|Professor Catherine Tackley, University of Liverpool
Photo courtesy of University of Liverpool
Professor Catherine Tackley of the University of Liverpool considers the contemporary resurgence of jazz and sets it in the longer term context, and jazz’s legacy of ‘constantly reinvent[ing] itself and remain[ing] modern’ . The text below is a short digest of a lecture which she gave yesterday evening 3 April 2019 in Liverpool, as part of the School of the Arts Public Lecture Series 2018-19: Movement, Place and Meaning.
What should we make of the recent and well-reported ‘resurgence’ of jazz? For those with a longstanding involvement with the music, the richness, vibrancy and quality of jazz in Britain today will not come as a surprise. But lately jazz has achieved a particular resonance that extends beyond the places and spaces in which it is usually appreciated. Are we, perhaps, entering a new ‘jazz age’? The term ‘jazz age’ was popularised by American author F. Scott Fitzgerald, whose short stories Tales of the Jazz Age were published in 1922. Jazz, as a profoundly modern music that also had exotic and escapist appeal, had a special relevance in Britain in the traumatic aftermath of the First World War. Jazz dancing as a social activity encouraged the emerging division between generations, individual freedom of expression and the liberation and sexual freedom of women. As such jazz both attracted and repelled Britons. But as R.W.S. Mendl asserted in The Appeal of Jazz, the first British book on the subject, jazz clearly represented ‘the spirit of the age written in the music of the people’ (1927).
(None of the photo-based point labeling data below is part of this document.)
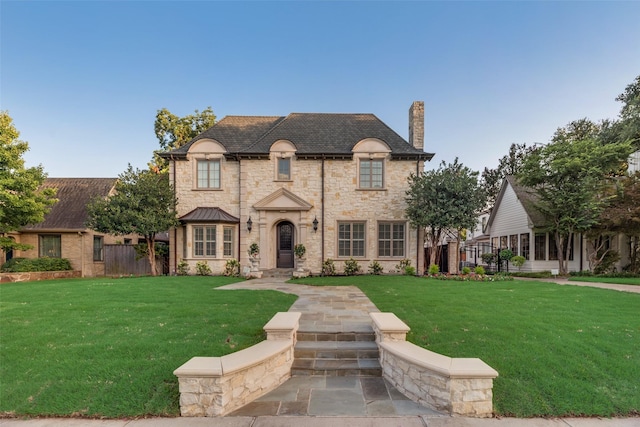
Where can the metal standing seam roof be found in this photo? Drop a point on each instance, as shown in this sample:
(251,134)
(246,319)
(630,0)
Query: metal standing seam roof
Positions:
(209,215)
(311,133)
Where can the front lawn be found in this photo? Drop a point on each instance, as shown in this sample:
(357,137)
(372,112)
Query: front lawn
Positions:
(559,350)
(108,347)
(614,280)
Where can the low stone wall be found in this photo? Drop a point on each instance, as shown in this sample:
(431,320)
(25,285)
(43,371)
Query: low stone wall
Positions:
(459,386)
(216,386)
(37,275)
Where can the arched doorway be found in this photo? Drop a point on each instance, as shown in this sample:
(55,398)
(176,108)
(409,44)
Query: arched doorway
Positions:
(284,249)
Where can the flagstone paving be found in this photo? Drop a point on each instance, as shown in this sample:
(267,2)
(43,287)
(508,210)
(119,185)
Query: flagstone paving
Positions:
(327,310)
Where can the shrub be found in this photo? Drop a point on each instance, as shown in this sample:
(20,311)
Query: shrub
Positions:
(518,261)
(231,268)
(351,267)
(21,265)
(183,268)
(202,268)
(434,269)
(254,250)
(488,258)
(405,267)
(299,250)
(375,268)
(328,268)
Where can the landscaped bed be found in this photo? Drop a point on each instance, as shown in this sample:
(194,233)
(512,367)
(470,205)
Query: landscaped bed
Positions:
(108,347)
(559,350)
(613,280)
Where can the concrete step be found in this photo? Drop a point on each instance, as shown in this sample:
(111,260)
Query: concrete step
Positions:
(343,350)
(337,367)
(336,354)
(335,336)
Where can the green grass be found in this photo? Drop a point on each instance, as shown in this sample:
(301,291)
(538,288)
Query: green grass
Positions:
(614,280)
(108,347)
(559,350)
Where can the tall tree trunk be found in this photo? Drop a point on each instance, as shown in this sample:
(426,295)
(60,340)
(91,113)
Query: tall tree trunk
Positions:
(151,253)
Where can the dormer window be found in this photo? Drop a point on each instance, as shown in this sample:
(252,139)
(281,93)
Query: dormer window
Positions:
(371,173)
(371,155)
(209,173)
(284,169)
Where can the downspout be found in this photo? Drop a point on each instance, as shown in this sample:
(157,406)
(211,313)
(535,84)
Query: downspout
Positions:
(239,202)
(175,229)
(322,216)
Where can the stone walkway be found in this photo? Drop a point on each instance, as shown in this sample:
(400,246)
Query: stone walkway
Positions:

Jazz came to Britain via pre-existing transatlantic routes into mainstream environments – variety theatre, dance halls and radio – where the public could easily experience it. The visits of the Original Dixieland Jazz Band, from New Orleans, who arrived in Britain one hundred years ago this week, and the all-black Southern Syncopated Orchestra who followed soon after, were crucial to the development of jazz in this country. However, the idea of jazz, if not its musical characteristics, had already been well-established in mainstream popular culture prior to their arrival and this influenced their reception. During their time in London, the ODJB’s appearances on the variety stage reinforced the idea of jazz as novelty, comic music. On the other hand, the SSO’s concerts of repertoire including spirituals, ragtime and classical music as well as jazz features for Sidney Bechet and drummer Buddy Gilmore, demonstrated a connection between jazz and a heritage of African-American music which became better appreciated as the years went by.
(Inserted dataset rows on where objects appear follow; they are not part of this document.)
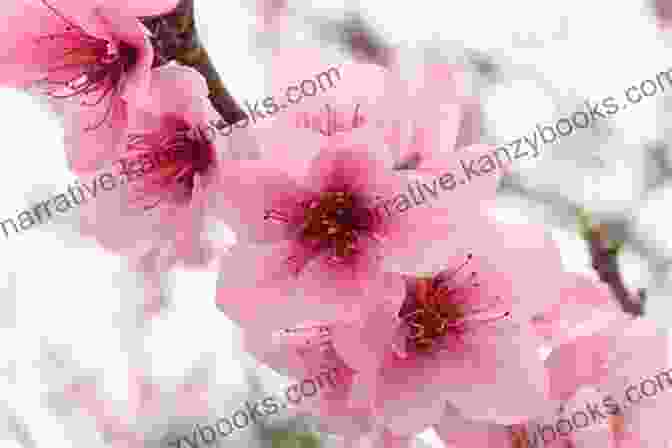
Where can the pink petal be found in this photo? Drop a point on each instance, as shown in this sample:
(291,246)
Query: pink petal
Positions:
(292,148)
(586,307)
(22,59)
(351,287)
(254,278)
(469,188)
(186,86)
(437,109)
(518,384)
(580,363)
(89,148)
(354,166)
(456,430)
(387,439)
(247,190)
(128,29)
But the main impact of jazz on the British public was as dance music, often alongside rather than separate from the continuation of popular dances such as the waltz. I have long argued for the presence of ‘British jazz’ as distinct from ‘jazz in Britain’ (visiting Americans, or straightforward emulation of imitation of American sources) from the outset. As well as appreciating the early British jazz pioneers, this means properly considering jazz as a component of British popular music more broadly. British dance bands introduced jazz to the general public throughout the country and across Europe – live, on the radio and on records – even took it back to America. In time, specialist infrastructures for jazz developed, but it also remained popular in the mainstream, especially as dance music.
Fundamentally, jazz is a musical form that constantly reinvents itself and remains modern, often transcending established boundaries of genre, format and context to maintain its relevance. This seems to be what has occurred recently: the same spirit of reinvention that propelled jazz into a prime position in the 1920s allows it to flourish today.